Origin of the voltage dependence of G-protein regulation of P/Q-type Ca2+ channels.

G-protein (G beta gamma)-mediated voltage-dependent inhibition of N- and P/Q-type Ca2+ channels contributes to presynaptic inhibition and short-term synaptic plasticity. The voltage dependence derives from the dissociation of G beta gamma from the inhibited channels, but the underlying molecular and biophysical mechanisms remain largely unclear. In this study we investigated the role in this process of Ca2+ channel beta subunit (Ca-v beta) and a rigid alpha-helical structure between the alpha-interacting domain (AID), the primary Ca-v beta docking site on the channel alpha(1) subunit, and the pore-lining IS6 segment. G beta gamma inhibition of P/Q-type channels was reconstituted in giant inside-out membrane patches from Xenopus oocytes. Large populations of channels devoid of Ca-v beta were produced by washing out a mutant Ca-v beta with a reduced affinity for the AID. These beta-less channels were still inhibited by G beta gamma, but without any voltage dependence, indicating that Ca-v beta is indispensable for voltage-dependent G beta gamma inhibition.

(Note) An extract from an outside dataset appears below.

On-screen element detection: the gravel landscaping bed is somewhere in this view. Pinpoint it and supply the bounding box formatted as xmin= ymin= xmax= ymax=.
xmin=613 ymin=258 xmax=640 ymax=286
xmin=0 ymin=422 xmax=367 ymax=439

Atruncated Ca-v beta containing only the AID-binding guanylate kinase (GK) domain could fully confer voltage dependence to G beta gamma inhibition. G beta gamma did not alter inactivation properties, and channels recovered from G beta gamma inhibition exhibited the same activation property as un-inhibited channels, indicating that G beta gamma does not dislodge Ca-v beta from the inhibited channel. Furthermore, voltage-dependent G beta gamma inhibition was abolished when the rigid alpha-helix between the AID and IS6 was disrupted by insertion of multiple glycines, which also eliminated Ca-v beta regulation of channel gating, revealing a pivotal role of this rigid alpha-helix in both processes. These results suggest that depolarization-triggered movement of IS6, coupled to the subsequent conformational change of the G beta gamma-binding pocket through a rigid alpha-helix induced partly by the Ca-v beta GK domain, causes the dissociation of G beta gamma and is fundamental to voltage-dependent G beta gamma inhibition.